As the prosecution states,

evidence adduced in the trial court must be considered in the strongest light for the prosecution when the appellate court passes on the legal sufficiency of such evidence to support a conviction; the same standard applies whether the case was before a judge or jury. The test on appeal is not whether guilt is established beyond a reasonable doubt, but whether there was substantial evidence to support the conclusion of the trier of fact.

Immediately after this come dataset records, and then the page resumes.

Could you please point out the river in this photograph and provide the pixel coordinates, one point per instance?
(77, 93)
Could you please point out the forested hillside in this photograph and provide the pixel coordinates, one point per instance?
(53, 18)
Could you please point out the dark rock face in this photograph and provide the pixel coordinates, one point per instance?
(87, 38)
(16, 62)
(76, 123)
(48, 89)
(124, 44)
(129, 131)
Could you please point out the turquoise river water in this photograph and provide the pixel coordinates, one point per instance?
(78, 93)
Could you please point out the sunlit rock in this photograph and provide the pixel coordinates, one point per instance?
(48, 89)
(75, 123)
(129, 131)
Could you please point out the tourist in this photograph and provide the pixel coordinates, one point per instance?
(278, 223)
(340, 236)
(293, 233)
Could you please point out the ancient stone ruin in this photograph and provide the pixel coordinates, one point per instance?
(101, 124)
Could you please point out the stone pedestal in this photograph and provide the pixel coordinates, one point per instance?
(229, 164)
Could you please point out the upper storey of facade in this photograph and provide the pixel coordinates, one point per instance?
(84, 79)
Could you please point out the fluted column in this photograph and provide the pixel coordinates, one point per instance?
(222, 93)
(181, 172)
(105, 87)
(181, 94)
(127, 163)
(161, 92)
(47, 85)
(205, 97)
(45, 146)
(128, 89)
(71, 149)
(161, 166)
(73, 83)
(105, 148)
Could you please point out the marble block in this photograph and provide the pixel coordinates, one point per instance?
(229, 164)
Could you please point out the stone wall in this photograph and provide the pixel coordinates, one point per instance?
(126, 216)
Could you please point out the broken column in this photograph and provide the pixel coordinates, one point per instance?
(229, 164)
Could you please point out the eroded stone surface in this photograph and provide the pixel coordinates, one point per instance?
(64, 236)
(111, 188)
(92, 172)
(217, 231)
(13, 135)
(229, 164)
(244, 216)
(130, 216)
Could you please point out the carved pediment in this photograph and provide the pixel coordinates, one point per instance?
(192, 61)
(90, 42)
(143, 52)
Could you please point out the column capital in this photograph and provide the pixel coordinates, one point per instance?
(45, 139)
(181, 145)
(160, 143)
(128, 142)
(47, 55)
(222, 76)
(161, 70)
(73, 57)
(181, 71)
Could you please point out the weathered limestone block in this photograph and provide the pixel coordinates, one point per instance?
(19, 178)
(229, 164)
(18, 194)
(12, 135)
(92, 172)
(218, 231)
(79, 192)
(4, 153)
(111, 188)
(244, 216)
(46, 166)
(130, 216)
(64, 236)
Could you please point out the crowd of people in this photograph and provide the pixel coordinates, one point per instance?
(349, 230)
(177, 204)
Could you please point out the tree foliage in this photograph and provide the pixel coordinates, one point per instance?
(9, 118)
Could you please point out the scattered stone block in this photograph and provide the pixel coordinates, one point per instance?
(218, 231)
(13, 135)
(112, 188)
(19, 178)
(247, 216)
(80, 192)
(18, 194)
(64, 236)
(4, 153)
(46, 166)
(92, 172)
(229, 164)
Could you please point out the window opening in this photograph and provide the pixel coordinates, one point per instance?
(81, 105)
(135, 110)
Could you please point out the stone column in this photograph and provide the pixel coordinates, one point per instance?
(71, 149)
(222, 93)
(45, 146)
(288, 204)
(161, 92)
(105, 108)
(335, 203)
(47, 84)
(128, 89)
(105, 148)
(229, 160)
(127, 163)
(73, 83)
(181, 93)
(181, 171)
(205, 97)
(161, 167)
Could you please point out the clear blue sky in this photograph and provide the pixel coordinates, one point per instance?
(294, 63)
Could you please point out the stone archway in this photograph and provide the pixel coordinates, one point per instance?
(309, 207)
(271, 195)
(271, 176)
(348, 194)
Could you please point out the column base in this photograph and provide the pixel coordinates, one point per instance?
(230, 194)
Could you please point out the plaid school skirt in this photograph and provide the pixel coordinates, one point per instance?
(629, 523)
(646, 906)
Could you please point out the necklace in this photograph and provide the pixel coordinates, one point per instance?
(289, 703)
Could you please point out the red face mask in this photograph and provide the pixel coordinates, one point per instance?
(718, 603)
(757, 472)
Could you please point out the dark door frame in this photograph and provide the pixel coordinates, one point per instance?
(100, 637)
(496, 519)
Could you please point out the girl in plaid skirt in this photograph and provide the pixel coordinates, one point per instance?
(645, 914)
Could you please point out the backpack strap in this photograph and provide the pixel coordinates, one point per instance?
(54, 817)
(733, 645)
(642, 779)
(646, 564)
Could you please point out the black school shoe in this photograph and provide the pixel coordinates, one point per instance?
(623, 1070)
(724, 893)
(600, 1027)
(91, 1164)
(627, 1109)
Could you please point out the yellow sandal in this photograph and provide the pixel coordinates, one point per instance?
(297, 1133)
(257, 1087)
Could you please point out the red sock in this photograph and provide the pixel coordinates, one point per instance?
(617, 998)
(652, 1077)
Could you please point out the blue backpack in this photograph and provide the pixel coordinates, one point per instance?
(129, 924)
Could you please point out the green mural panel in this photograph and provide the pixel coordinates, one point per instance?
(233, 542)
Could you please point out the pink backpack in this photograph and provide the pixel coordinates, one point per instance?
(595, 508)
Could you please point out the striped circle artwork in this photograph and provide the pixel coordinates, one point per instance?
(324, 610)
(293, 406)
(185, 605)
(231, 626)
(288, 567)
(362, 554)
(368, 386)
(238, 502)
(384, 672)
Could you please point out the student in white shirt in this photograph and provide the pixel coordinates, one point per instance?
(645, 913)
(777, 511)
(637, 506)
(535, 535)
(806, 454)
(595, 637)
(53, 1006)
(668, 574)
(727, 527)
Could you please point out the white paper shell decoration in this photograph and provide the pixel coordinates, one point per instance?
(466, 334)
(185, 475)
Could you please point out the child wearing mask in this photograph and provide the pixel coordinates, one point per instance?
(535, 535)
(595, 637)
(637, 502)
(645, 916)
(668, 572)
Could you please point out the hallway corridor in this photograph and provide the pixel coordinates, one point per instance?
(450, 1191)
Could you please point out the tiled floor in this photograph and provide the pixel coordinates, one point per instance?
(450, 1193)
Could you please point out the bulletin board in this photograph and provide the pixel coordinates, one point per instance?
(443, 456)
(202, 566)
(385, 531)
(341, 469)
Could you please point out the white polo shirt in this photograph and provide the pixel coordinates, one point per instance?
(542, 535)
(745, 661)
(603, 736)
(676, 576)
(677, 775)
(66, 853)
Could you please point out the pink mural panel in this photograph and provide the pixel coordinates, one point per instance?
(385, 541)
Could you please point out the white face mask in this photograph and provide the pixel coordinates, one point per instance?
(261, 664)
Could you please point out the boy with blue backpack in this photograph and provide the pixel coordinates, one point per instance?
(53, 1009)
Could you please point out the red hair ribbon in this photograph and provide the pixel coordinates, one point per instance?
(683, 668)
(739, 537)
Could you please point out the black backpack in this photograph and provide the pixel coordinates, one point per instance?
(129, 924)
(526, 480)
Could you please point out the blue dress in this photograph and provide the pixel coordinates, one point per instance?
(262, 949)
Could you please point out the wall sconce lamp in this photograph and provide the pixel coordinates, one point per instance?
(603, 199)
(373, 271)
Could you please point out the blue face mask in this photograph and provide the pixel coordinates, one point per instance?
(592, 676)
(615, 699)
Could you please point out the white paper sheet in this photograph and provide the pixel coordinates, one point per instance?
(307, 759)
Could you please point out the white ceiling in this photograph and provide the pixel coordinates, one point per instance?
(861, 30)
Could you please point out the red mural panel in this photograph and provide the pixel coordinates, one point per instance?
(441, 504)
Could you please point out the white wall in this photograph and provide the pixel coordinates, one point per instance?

State v. Quitog, 85 Hawai`i 128, 145, 938 P.2d 559, 576 (1997) (citation omitted). "Substantial evidence" as to every material element of the offense charged is credible evidence, which is of sufficient quality and probative value to enable a person of reasonable caution to support a conclusion.

State v. Richie, 88 Hawai`i 19, 33, 960 P.2d 1227, 1241 (1998) (brackets, internal quotation marks, and citation omitted). "Furthermore, it is well-settled that an appellate court will not pass upon issues dependent upon the credibility of the witnesses and the weight of the evidence." Tachibana v. State, 79 Hawai`i 226, 239, 900 P.2d 1293, 1306 (1995) (citation omitted).

Applying the substantial evidence standard and considering the evidence in the strongest light for the prosecution, there was substantial evidence of intent to defraud. As the prosecution argues, there was substantial evidence (1) "in Minor's surreptitious behavior in looking over his should[er] . . . , as if to see if he was being observed," (2) "in hiding down side aisles," (3) "in taking physical possession of a shopping cart containing unpaid-for merchandise," and (4) in "walking by . . . cash register[s] and leaving [the] store" without paying. Although the defense states that finding of fact no. 5, to the effect that "Minor took a Sears shopping cart and his father placed three (3) boxed DVD players from a display into the shopping cart" was clearly erroneous because "[n]othing in the record establishes that Minor was the one who initially took the shopping cart," as the prosecution responds, "FOF No. 5 does not conclude that Minor initially took the cart." (Emphasis in original.) Therefore,

In accordance with Hawai`i Rules of Appellate Procedure Rule 35, and after carefully reviewing the record and the briefs submitted by the parties, and duly considering and analyzing the law relevant to the arguments and issues raised by the parties,

IT IS HEREBY ORDERED that the family court's March 15, 2004 Decree Re: Law Violation Petitions, and its April 14, 2004 Order Denying Motion for Reconsideration of Adjudication Filed April 5, 2004, are affirmed.

DATED: Honolulu, Hawai`i, April 21, 2005.


On the briefs:

Joyce K. Matsumori-Hoshijo,
Deputy Public Defender, for
Minor-Appellant.

Anne K. Clarkin, Deputy
Prosecuting Attorney, City &
County of Honolulu, for
State of Hawai`i-Appellee.




1.      For purposes of preserving confidentiality, Minor-Appellant John Doe is referred to as "Minor."